A quel prix? Une véritable icône au tarif intéressant

La DS5 était devenue la voiture présidentielle du quinquennat de François Holande. Emmanuel Macron avait marqué les esprits en 2017 lors de son premier défilé du 14 juillet, en devenant le premier Président de la République à rouler en SUV comme véhicule officiel (un DS7 Crossback).

Alors, pourrait-il être séduit par ce superbe porte-étendard du luxe à la Française? La DS9 a-t-elle une chance de servir de monture aux ministres et hauts fonctionnaires d’état? Difficile à dire, tant les considérations politiques risquent de proscrire cette magnifique création française… Made In China.

Notre modèle d'essai est commercialisée à 65.000 euros.
Notre modèle d'essai est commercialisée à 65.000 euros. © AL

Pour autant, la qualité de fabrication intérieure, extérieure et technique ne diffère pas d’un point des créations de DS fabriquées en France. Là-dessus, DS remporte un pari assez incroyable: oui, on peut fabriquer une voiture de luxe typiquement française en Chine, à qualité totalement égale.

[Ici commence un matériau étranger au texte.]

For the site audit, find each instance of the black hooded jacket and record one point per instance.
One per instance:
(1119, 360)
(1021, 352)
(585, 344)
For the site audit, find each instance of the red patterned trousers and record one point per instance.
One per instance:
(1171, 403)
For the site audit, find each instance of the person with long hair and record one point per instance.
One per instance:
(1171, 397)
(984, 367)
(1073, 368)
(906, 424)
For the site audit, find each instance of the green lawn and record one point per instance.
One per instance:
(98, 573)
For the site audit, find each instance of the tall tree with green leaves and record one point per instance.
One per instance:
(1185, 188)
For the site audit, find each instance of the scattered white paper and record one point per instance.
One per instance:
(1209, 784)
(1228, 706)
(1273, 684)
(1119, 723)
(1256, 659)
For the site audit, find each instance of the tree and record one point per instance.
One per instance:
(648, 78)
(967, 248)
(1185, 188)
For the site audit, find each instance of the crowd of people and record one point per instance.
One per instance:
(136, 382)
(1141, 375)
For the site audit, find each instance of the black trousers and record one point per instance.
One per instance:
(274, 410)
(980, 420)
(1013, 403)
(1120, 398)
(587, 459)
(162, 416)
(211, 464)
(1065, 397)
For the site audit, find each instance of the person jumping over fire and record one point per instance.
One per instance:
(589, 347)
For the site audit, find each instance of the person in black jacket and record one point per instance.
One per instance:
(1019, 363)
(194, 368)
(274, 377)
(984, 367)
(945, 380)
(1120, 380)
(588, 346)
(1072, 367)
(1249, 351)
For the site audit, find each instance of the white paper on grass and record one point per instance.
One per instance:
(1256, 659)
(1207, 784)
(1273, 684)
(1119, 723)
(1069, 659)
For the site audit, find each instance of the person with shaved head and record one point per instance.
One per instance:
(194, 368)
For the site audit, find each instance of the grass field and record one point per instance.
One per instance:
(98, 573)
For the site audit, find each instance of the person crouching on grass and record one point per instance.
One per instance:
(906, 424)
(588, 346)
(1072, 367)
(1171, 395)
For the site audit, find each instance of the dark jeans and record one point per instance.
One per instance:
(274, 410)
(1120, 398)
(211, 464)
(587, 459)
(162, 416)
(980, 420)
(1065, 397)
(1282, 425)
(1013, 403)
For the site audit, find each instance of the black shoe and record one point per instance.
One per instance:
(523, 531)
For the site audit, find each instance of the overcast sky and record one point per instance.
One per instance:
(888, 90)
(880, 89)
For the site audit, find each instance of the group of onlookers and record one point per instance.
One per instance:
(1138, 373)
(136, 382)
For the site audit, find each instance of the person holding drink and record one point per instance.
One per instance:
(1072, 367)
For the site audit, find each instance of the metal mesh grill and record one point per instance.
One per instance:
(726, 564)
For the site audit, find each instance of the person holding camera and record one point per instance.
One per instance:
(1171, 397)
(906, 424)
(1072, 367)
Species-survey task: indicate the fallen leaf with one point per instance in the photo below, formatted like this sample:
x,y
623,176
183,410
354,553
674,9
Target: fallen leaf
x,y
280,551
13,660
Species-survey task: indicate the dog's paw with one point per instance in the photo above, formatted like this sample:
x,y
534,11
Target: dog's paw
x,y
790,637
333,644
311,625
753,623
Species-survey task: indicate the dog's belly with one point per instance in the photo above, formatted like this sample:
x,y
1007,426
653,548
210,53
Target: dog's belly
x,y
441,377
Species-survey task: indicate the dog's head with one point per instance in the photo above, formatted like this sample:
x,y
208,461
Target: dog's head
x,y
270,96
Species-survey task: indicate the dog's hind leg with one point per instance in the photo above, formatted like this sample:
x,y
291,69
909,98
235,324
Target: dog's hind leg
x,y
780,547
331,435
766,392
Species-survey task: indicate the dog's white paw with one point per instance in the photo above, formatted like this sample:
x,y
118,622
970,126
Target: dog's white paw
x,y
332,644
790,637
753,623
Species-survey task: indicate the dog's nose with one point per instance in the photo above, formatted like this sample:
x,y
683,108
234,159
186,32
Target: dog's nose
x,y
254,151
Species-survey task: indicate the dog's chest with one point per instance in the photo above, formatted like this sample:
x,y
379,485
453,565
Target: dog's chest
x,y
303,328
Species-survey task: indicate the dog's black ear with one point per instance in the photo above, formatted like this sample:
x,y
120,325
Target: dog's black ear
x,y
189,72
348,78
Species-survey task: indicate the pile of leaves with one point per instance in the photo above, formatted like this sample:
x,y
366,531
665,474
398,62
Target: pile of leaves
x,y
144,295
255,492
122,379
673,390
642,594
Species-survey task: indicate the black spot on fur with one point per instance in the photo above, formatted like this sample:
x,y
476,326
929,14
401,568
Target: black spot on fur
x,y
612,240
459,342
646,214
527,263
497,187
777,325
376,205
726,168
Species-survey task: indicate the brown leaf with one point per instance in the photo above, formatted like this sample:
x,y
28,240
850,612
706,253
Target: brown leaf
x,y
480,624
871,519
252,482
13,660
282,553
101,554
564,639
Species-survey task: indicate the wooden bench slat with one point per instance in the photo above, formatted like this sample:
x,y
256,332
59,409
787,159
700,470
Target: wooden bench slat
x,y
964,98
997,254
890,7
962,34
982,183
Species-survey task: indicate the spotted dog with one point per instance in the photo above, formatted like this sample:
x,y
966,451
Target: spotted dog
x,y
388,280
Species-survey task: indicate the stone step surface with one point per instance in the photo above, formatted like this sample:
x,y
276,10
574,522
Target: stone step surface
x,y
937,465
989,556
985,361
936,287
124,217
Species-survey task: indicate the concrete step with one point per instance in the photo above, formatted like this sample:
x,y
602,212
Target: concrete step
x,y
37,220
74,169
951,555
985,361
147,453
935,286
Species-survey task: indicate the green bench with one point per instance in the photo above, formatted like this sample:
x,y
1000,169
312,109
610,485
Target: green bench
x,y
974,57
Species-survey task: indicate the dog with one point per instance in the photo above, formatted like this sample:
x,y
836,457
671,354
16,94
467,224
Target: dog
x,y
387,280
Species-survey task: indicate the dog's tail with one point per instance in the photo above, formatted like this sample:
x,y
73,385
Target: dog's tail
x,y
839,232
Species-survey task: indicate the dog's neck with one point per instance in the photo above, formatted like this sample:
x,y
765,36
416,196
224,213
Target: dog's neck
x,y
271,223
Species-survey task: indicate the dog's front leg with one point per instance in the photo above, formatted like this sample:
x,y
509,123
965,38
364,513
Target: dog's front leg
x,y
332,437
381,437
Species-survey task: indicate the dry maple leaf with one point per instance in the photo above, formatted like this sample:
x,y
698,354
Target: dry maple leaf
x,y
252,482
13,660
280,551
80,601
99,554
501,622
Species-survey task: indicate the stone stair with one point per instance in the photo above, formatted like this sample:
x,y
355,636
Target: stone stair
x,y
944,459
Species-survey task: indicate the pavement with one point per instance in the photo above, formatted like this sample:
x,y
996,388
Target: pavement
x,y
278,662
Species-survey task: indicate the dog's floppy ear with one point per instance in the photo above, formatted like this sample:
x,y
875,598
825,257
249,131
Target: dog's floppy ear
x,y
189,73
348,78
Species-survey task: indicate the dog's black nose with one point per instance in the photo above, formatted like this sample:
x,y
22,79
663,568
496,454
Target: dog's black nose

Le résultat, c’est une voiture de très grande classe, pour un coup relativement peu élevé (65.000 euros pour la version essayée) si l'on compare avec la concurrence allemande. En soi la performance mérite d’être soulignée. Et si la classe politique française s’en détourne, elle fera le bonheur des PDG, flottes d’entreprises ou clients particuliers traditionnels d’un segment trop longtemps disparu, que la DS9 est en train de ressusciter avec bonheur. Une très brillante réussite.